La mancanza di valide figure di riferimento – afferma il Tribunale – è da valutare non solo in riferimento non solo ai nonni ed allo zio materno (soggetti che secondo la prospettazione accusatoria avrebbero indotto con i loro maltrattamenti la Cacciola al suicidio), ma anche in riferimento allo stesso padre dei tre minorenni: infatti “le ripetute condanne per reati di criminalità organizzata, il lungo periodo di detenzione, la consequenziale assenza educativa dalla vita dei figli e il mancato dissenso in ordine al coinvolgimento della figlia di appena 14 anni nella vicenda concernente la ritrattazione della madre” evidenzierebbero “il pieno coinvolgimento del padre nelle dinamiche familiari segnalate e comunque in contesti di criminalità organizzata, in uno con il mancato riscontro di segnali di resipiscenza”.
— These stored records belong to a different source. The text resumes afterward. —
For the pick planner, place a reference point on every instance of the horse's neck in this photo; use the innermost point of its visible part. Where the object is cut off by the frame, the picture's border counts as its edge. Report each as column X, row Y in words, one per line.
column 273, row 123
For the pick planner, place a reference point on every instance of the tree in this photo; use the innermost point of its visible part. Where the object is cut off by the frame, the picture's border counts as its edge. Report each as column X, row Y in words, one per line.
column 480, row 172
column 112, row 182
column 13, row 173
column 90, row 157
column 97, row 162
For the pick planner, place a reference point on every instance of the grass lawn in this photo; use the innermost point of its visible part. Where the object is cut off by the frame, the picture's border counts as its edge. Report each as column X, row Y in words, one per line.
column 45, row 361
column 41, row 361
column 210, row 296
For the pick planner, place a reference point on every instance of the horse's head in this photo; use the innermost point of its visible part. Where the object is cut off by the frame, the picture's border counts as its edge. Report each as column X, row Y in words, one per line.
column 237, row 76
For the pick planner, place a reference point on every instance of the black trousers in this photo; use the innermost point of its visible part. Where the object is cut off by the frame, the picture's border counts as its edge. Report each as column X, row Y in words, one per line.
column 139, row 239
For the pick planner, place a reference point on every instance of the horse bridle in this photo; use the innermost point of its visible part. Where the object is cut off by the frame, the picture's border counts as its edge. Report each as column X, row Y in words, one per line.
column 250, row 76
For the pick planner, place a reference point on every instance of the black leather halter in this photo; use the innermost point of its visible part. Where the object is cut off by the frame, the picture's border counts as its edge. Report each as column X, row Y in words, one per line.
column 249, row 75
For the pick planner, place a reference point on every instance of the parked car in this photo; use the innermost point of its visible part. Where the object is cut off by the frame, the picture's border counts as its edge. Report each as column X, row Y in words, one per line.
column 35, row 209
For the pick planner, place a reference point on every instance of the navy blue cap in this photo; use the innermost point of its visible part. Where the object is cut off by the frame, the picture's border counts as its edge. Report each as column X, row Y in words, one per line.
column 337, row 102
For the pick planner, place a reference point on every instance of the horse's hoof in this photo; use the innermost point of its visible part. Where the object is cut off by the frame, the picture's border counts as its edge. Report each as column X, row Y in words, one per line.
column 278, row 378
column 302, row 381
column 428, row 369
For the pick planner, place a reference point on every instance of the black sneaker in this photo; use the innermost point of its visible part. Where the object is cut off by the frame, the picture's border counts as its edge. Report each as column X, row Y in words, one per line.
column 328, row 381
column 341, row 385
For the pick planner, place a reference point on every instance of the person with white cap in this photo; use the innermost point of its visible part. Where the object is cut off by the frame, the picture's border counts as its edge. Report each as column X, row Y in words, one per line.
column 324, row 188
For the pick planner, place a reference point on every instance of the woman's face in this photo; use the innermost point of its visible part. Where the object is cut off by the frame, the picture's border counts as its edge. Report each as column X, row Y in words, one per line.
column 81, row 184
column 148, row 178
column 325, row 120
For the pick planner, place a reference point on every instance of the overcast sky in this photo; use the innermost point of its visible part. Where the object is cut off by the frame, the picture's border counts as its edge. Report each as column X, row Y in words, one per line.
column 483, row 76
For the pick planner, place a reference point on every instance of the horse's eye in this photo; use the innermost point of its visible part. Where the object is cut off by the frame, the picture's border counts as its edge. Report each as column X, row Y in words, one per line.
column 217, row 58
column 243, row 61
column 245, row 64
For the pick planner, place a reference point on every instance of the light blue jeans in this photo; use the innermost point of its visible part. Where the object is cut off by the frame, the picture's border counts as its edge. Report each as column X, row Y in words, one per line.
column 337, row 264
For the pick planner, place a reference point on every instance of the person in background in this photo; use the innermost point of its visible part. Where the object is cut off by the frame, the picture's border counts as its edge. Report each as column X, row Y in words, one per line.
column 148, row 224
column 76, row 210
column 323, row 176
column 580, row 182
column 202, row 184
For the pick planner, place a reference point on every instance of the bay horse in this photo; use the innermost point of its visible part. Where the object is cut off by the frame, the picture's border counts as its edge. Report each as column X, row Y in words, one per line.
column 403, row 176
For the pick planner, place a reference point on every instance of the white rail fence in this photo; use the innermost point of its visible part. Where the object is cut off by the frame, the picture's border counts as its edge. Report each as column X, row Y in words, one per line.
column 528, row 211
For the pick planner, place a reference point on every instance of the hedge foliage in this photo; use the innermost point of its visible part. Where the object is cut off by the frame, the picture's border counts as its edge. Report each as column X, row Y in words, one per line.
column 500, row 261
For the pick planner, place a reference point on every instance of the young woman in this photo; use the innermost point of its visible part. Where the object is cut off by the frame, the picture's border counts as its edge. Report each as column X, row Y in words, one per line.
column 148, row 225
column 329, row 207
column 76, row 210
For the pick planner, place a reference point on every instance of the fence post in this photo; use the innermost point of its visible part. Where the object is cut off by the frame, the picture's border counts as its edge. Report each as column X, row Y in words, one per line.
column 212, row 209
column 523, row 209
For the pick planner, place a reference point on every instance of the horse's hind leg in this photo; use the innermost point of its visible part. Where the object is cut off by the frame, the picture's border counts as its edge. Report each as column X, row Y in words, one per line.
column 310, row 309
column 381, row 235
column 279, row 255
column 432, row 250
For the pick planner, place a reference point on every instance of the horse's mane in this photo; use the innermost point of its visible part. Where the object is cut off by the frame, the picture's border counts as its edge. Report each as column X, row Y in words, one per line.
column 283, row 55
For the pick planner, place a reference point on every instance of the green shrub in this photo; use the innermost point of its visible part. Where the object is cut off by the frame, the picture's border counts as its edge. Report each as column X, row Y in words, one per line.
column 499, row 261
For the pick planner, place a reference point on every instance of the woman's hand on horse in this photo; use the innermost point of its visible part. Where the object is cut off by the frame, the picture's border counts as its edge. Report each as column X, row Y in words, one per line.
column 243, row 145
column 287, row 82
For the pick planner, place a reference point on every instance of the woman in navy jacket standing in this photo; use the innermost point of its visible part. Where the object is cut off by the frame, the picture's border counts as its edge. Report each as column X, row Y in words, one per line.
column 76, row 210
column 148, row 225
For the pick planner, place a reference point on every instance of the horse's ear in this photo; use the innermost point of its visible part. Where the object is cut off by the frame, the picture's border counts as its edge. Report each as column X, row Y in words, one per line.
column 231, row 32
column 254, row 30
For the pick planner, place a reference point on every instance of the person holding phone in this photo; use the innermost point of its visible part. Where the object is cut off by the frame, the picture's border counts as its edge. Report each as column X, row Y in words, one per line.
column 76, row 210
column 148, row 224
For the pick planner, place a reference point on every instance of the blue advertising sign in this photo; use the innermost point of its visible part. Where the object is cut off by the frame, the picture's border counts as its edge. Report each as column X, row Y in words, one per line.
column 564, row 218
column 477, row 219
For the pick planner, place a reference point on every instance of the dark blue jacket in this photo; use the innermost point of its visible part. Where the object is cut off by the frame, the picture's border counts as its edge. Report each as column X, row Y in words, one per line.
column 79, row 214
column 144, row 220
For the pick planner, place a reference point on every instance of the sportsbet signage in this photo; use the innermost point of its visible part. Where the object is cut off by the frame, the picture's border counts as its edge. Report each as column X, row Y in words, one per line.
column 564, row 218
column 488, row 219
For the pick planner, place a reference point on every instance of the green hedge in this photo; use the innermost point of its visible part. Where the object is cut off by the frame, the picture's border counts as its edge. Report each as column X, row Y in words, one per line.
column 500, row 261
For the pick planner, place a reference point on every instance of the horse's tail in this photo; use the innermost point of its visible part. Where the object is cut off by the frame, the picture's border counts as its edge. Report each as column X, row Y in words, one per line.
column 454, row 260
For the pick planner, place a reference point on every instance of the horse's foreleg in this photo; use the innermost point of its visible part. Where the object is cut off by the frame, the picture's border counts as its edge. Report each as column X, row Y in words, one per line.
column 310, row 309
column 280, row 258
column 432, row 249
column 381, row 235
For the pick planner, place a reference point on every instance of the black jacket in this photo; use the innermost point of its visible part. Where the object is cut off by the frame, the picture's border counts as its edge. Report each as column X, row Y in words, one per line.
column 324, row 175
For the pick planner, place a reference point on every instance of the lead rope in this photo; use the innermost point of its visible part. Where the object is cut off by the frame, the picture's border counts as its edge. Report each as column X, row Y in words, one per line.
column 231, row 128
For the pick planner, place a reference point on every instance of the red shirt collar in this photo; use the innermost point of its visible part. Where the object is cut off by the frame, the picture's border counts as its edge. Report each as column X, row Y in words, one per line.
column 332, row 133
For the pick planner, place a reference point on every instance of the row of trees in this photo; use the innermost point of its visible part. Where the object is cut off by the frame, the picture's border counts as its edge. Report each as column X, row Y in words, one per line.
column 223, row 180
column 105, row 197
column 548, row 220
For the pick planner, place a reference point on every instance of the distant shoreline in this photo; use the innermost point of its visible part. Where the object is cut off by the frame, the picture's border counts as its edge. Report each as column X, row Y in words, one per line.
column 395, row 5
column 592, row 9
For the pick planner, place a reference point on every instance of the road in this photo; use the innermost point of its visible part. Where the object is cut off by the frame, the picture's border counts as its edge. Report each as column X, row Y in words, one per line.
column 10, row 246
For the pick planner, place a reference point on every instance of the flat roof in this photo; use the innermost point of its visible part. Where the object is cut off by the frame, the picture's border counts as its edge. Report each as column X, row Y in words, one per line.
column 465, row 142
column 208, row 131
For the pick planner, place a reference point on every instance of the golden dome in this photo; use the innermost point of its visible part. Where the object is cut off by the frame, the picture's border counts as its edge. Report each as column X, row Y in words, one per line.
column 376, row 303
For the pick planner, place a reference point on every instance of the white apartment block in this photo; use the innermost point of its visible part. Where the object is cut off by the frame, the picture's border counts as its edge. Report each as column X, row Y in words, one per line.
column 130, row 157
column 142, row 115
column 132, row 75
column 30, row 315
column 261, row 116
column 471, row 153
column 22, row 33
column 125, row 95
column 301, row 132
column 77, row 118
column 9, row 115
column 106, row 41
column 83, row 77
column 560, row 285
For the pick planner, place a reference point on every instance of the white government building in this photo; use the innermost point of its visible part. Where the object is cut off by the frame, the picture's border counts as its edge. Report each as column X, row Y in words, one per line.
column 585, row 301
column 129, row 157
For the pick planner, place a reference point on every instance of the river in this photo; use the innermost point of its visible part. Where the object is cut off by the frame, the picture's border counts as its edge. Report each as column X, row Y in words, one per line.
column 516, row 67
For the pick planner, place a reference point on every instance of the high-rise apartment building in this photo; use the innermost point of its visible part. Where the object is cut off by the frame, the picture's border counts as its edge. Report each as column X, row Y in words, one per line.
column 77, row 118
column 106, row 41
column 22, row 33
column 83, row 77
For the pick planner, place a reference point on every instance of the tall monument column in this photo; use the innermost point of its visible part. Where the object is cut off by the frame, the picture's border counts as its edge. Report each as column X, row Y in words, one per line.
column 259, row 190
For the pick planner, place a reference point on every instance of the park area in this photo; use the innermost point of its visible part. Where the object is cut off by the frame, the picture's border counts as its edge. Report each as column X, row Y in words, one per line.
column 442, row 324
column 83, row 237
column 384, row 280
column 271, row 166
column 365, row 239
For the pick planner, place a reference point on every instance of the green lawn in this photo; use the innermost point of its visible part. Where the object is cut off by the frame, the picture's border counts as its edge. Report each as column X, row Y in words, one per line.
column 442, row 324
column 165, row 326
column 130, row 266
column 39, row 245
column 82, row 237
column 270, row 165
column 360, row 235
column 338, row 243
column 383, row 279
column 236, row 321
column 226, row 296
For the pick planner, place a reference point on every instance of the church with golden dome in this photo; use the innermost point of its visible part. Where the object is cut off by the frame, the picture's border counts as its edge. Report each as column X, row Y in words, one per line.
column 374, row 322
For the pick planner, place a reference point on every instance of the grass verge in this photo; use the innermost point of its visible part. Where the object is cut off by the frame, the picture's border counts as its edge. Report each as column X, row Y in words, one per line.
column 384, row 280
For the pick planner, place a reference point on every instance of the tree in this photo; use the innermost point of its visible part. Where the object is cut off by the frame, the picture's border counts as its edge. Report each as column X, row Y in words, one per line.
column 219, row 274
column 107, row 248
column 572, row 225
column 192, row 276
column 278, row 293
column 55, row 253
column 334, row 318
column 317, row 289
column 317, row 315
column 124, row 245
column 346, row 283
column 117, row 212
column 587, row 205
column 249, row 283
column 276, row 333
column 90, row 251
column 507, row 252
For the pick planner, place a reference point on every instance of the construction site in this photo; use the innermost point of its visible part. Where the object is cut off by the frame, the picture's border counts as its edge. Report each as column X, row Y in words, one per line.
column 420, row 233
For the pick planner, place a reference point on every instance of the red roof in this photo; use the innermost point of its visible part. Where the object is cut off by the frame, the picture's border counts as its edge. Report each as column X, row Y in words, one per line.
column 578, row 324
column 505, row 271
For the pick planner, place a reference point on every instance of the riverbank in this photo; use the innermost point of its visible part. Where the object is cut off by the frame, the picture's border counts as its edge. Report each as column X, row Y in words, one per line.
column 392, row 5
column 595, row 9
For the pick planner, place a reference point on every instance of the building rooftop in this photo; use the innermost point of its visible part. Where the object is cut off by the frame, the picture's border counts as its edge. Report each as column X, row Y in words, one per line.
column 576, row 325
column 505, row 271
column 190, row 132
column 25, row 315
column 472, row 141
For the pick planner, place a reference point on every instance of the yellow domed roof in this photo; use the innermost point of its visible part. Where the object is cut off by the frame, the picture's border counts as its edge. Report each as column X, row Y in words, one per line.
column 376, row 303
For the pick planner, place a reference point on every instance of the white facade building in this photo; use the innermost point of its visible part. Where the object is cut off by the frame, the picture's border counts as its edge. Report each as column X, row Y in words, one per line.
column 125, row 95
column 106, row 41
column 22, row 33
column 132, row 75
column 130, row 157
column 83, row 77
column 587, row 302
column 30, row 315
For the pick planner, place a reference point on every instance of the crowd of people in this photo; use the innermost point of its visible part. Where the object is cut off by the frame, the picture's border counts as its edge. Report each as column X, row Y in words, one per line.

Oltre a disporre l’allontanamento dei minori dall’ambito familiare ed il loro collocamento in case-famiglia da reperire preferibilmente fuori dal territorio di origine, il tribunale ha disposto il divieto di incontro dei minori con i familiari, delegando tuttavia gli organismi competenti ad effettuare una indagine conoscitiva “volta a verificare la sussistenza nell’ambito parentale di figure valide ed estranee alla cultura stigmatizzata cui eventualmente affidare i minori”.
Come evidenziato, la Corte di Appello di Reggio Calabria ha rigettato il reclamo presentato dalla nonna materna avverso detto provvedimento, sostanzialmente affermando il diritto del minore di crescere all’interno della “famiglia biologica”.
La Corte di Appello, nel ripercorrere la tragica vicenda di Maria Concetta Cacciola, ha rigettato il reclamo, confermando il provvedimento emesso dal Tribunale.
Come si può evincere quindi dalla lettura del provvedimento e dall’esame del caso specifico non si tratta, come da più voci sostenuto, di un improvvido provvedimento che creerebbe il rischio di provocare una trasmigrazione “di migliaia di ragazzi verso luoghi ritenuti immuni dal fenomeno mafioso”.
E’ certamente vero, per come ripetutamente affermato da don Ciotti, che proprio nei luoghi in cui il fenomeno mafioso è endemico, lì è necessario contrastarlo con iniziative di risanamento che coinvolgano i giovani, ma in attesa che il velo che ammanta gli ambienti crimogeni sia squarciato dai raggi di sole della scuola, della cultura, del lavoro, dello sport e della educazione alla legalità, ritengo personalmente doveroso che la giustizia affronti la problematica della “influenza nefasta della pedagogia mafiosa basata su omertà, obbedienza e sottomissione” e ne cerchi soluzioni (anche se perfettibili) che hanno il merito, se non altro, di mantenere viva la discussione sull’argomento dei minori quali vittime “dirette” e “indirette” del reato.